Lo spazio urbano, così come si va determinando sempre più, disordinato, nel proliferare, a tutta macchia, senza accenni di confini, del paesaggio antropizzato e di quello naturale, con città debordanti in megalopoli e in panopoli, nel clima frenetico della consumazione, bulimica, di uso, abuso, degrado, sta diventando una immagine multifocale, dove tutto, il tutto stabilisce un rapporto col niente e ciò che non diventa casa (sempre più) ma anche nel senso complessivo di edificio civile e umano, ufficio, scuola, ospedale, cioè di tutto quello che si frappone tra la vita e la morte, per ora degli individui e un giorno (augurabile lontano, molto lontano) della nostra specie, si mischia con la rapida obsolescenza e degrado industriale e agricolo, nella frenesia di produrre sempre più, con le connesse discariche, che annullano, di fatto, la stessa linea ideale di ogni orizzonte, che mentre il caos delle cose, avanza, si sposta e si rende un paradossale e irraggiungibile plus ultra.

Il problema da affrontare da riaffrontare è quello del circolo vizioso, uso/discarica/degrado e trasformarlo in nuovo uso/riuso/ ripristino, incrementando la circolarità di tutto e preservare l’habitat, non lacerandolo chimicamente, anzi recuperandolo ecologicamente. Mentre scrivo, ho di fronte a me “One” della Listone Giordano, che mi fa da specchio, dove si guarda la catastrofe, possibile, probabile, inevitabile, continuando con l’attuale trend; ma il nostro futuro può ancora essere cambiato e non deve essere per forza catastrofico. Si ipotizza una terzietà, oltre stagnazione e degrado, a partire da un articolato Manifesto del terzo Paesaggio, di Gilles Clement, proprio cominciando delle aree degradate e rifiutate, dove si nota che, animali selvatici e vegetazioni spontanee, proliferano a vista d’occhio, come testimonia l’area e l’aria dannata di Cernobyl, a prefigurazione dell’avanzare di una selva oscurante, il “giorno dopo” di ogni catastrofe. Per noi, il centro deve continuare ad essere l’uomo, per cui ha senso il bello e il brutto, l’ammirare, l’utilizzare, l’inventare, il progettare, il realizzare.
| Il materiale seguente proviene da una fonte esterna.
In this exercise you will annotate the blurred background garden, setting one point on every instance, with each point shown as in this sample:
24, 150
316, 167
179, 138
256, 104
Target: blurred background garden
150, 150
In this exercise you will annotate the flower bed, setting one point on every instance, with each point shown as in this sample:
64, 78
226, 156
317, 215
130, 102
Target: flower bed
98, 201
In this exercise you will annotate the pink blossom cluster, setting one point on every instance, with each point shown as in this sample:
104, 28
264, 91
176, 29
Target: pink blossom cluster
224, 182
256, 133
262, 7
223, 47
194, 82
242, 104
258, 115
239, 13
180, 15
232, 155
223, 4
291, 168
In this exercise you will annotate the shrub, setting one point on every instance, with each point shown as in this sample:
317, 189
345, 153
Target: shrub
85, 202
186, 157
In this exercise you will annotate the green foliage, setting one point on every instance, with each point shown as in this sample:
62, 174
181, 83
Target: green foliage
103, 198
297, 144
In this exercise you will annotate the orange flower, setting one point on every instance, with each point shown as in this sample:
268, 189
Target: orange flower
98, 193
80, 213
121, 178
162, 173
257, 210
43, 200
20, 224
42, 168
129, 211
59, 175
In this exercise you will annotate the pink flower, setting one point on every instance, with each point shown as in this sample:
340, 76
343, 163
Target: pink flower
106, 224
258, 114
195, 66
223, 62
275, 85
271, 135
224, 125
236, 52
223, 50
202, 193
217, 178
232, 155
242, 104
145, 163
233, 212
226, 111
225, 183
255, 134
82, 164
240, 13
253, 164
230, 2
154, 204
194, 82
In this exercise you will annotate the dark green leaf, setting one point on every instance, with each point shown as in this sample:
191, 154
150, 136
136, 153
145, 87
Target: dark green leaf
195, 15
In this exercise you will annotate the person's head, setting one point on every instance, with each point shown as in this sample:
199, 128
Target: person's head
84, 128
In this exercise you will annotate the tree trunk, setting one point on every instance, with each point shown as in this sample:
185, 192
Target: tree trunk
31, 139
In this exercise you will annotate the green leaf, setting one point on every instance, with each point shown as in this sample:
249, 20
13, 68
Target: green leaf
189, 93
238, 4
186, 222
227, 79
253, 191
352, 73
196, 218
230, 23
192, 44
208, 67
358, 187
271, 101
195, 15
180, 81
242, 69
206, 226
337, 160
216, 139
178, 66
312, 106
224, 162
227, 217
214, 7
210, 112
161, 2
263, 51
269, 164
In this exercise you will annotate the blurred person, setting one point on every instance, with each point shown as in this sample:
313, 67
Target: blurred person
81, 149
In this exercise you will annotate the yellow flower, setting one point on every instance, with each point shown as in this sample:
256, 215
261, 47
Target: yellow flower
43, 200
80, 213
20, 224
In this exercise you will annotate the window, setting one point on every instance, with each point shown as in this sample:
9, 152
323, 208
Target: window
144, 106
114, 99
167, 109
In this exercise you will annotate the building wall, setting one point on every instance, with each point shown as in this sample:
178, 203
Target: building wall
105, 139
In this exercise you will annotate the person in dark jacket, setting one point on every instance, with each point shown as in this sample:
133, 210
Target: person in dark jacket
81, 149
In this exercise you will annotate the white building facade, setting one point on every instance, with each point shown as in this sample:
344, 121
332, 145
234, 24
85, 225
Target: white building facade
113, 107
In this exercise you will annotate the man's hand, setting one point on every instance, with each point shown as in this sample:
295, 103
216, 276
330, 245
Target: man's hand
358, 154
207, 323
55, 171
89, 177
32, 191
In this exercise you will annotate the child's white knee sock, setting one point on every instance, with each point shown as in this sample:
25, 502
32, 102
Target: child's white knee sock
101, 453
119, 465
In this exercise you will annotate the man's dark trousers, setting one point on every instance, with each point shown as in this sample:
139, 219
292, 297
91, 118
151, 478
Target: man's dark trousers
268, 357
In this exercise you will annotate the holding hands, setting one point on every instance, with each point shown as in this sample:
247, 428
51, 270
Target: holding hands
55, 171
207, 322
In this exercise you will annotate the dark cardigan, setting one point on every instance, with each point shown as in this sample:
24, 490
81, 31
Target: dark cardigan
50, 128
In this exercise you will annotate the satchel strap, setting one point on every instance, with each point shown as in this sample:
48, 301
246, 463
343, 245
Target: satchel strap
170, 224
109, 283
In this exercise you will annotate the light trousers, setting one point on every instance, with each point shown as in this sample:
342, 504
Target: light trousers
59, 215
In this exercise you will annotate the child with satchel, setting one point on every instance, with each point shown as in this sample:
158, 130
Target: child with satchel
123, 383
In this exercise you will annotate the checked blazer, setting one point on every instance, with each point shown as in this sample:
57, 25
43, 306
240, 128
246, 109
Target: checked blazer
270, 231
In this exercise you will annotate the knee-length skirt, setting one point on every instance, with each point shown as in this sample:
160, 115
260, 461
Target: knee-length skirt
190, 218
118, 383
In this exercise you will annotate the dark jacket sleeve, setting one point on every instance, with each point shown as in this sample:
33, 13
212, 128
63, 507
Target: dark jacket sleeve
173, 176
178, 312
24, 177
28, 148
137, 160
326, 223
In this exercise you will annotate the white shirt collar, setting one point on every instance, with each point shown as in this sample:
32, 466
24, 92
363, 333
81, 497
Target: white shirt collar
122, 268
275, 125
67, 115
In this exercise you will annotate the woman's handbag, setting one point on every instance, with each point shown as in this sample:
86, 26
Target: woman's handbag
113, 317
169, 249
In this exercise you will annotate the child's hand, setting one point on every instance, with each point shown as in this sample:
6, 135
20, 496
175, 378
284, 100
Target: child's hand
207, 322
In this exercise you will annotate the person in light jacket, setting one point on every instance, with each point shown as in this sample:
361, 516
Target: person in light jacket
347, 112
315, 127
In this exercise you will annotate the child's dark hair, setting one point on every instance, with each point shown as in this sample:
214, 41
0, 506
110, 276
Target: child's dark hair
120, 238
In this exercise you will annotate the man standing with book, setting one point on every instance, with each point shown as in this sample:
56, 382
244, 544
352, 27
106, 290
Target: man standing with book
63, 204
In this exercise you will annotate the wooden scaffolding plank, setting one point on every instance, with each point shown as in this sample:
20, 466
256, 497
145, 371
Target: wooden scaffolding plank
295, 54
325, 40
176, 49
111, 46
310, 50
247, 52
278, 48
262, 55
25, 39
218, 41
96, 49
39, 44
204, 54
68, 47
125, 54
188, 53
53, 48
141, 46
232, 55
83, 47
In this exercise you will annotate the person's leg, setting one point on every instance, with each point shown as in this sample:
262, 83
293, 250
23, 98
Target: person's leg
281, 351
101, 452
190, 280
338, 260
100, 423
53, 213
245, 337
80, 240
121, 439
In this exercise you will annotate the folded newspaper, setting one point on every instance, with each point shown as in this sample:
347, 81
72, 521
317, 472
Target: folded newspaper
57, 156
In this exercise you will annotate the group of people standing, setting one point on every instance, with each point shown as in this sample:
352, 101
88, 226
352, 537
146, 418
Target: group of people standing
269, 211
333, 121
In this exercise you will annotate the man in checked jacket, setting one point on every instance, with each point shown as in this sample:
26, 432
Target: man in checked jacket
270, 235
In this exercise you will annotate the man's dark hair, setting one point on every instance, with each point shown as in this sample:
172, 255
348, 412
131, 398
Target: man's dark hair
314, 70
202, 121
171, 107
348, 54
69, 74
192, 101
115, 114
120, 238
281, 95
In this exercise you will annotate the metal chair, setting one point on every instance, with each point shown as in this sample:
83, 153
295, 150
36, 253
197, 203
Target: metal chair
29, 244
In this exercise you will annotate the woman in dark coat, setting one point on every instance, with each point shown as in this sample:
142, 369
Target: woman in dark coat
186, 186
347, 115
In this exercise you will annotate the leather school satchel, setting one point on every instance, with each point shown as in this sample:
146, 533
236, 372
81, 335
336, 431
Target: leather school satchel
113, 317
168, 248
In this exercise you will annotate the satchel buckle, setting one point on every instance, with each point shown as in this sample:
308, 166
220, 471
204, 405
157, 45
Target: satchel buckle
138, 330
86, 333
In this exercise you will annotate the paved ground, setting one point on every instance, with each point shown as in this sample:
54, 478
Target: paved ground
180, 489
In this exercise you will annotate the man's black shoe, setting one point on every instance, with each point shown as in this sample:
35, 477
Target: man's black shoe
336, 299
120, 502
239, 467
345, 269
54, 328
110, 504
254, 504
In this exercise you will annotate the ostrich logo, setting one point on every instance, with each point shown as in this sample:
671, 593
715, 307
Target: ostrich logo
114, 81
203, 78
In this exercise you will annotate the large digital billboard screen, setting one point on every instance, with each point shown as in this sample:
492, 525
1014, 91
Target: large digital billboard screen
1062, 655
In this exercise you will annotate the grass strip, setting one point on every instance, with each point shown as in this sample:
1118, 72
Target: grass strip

Vedo ogni giorno, le immagini che il James Webb Telescope ci invia, di sorpresa in sorpresa, mentre tutti andiamo immaginando una zona abitabile circumstellare, a partire dalla nostra vicina di casa Proxima Centauri, nella nostra Via Lattea, a finire nei limiti visibili del nostro attuale universo, di 93 miliardi di anni luce. Ma, torniamo al nostro oggi: l’idea utopica di coltivare una nuova idea di città, derubando ad Adamo ed Eva, l’idea di una casa edenica, precedente la mela, non ci è preclusa, ma certamente resa ardua, molto difficile, se non impossibile, da un perdurante ed anzi espansivo, clima, in cui apocalittici e integrati ( per dirla con Umberto Eco) non fanno altro che impedirsi a vicenda, il buono e il bello, mentre sfugge, da tutte le parti, il tempo prezioso del fare, del fare bene, mentre spingono le fratture e le catastrofi vere, di cambiamenti che richiederebbero una capacità un po’ arcadica, un po’ tecnologica, necessariamente razionale, sperabilmente innamorante, che potrebbe ridare ad ogni luogo il proprio nome: mare, terra, fiume, foresta, lago e perfino deserto; ma infine uomo.